You can't fake acceleration or gas mileage, but apparently you can fake out emissions tests by installing software capable of detecting when an emissions test is being conducted (via the diagnostic plug in your dash board) that will lean out the fuel mixture and alter the timing (among other things) so the car will pass the test, returning it to normal when the test ends.

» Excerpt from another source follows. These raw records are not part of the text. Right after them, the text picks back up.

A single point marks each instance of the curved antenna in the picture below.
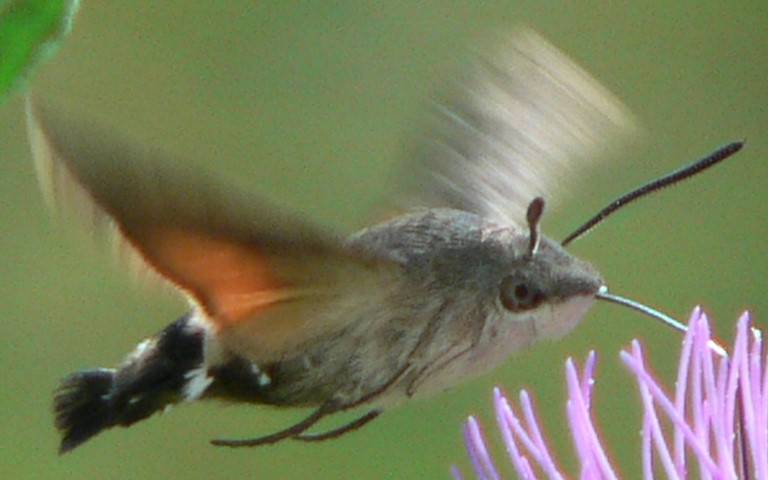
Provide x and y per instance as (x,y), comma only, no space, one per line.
(603,294)
(533,216)
(671,178)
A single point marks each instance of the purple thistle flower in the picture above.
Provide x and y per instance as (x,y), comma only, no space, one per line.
(716,419)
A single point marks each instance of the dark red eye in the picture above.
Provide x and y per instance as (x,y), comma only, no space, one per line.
(519,294)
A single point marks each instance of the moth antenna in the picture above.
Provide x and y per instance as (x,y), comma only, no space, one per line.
(654,185)
(533,216)
(603,294)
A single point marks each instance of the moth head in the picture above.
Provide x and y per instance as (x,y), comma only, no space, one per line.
(541,282)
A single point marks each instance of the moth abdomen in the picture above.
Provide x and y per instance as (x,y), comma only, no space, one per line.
(161,371)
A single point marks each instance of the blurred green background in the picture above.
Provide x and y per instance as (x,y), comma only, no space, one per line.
(309,106)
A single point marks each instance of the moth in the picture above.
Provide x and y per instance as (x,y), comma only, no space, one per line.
(287,313)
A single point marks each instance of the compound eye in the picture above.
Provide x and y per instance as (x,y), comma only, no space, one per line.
(519,294)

I was fooled. Following is a comment I made last year on this subject:
These are all valid points but controlling pollution is mostly a matter of innovation and engineering. You are not necessarily limited by thermodynamics. For example, compare the mileage of the very dirty 2006 diesel Jetta to the very clean 2014 diesel Jetta.
In general, I try not to participate in media feeding frenzies. Here in the States, many diesel Jetta and Golf purchase decisions are based at least partially on the perception that these cars are more environmentally friendly than most. And truth be told, even with these higher emissions, they still are more environmentally friendly when compared to the vast majority of cars sold in the United States. And unlike some other car manufacturer cover ups, this one didn't involve fatalities or injuries.


I created the above graphic from the EPA Green Vehicle website. Note that since 2006, the Golf appeared to have improved its gas mileage more than 9% and its smog rating five fold (32 mpg to 35 mpg and 1 to 5 respectively).

Back in 2006 many States did not allow the sale of new Jettas or Golfs because of their emissions. Volkswagen decided not to sell them at all in the U.S. in 2007 and 2008 (those model years for diesel Jettas and Golfs are missing in the EPA Green Vehicle data base). In 2009 they introduced their new and improved versions that ostensibly met EPA standards, however (engineering being the art of compromise), they came with engineering compromises that would have degraded performance and therefore, sales, which eventually led to the emissions software cheat.

So what's the big deal?

The big deal is trust. They cheated customers to sell cars. Some owners, instead of being proud of their environmentally friendly car, will now be embarrassed by it. Surely Volkswagen knew this deception would eventually be exposed. They may have been anticipating a modest fine of some kind. Instead they have seen a collapse in stock value and I would not be surprised if this results in a permanent rejection of the Volkswagen brand by many American consumers. But again, maybe they were planning to rename the company anyway!
Now, having said all that, we might want to brace ourselves. Volkswagen may just be the first one caught. Read Biofuel Makers May Have Known About Volkswagen Emissions Rigging for Years.

There are still a lot of people out there clinging to the idea that diesel engines burning biodiesel made from soy, or canola, or palm, have the potential to curb greenhouse gas emissions but that idea has been pretty thoroughly studied by now. Most news you read today about biodiesel made from food stock is hype from those financially invested in biodiesel. Read Third Person Sentenced in Las Vegas for International Biofuel Fraud Conspiracy.

Coincidentally, our neighbors sold their first generation 2001 Prius and bought a 2015 diesel Golf just a few weeks ago. I test drove it. Great car, especially when compared to the soot belching, engine rattling, 2006 version once so popular with biodiesel enthusiasts. They had a difficult time choosing between a Prius and the Golf. Had this news arrived just a few weeks earlier, they would likely be driving a Prius today and that is an example of why Volkswagen should pay dearly for what they just did.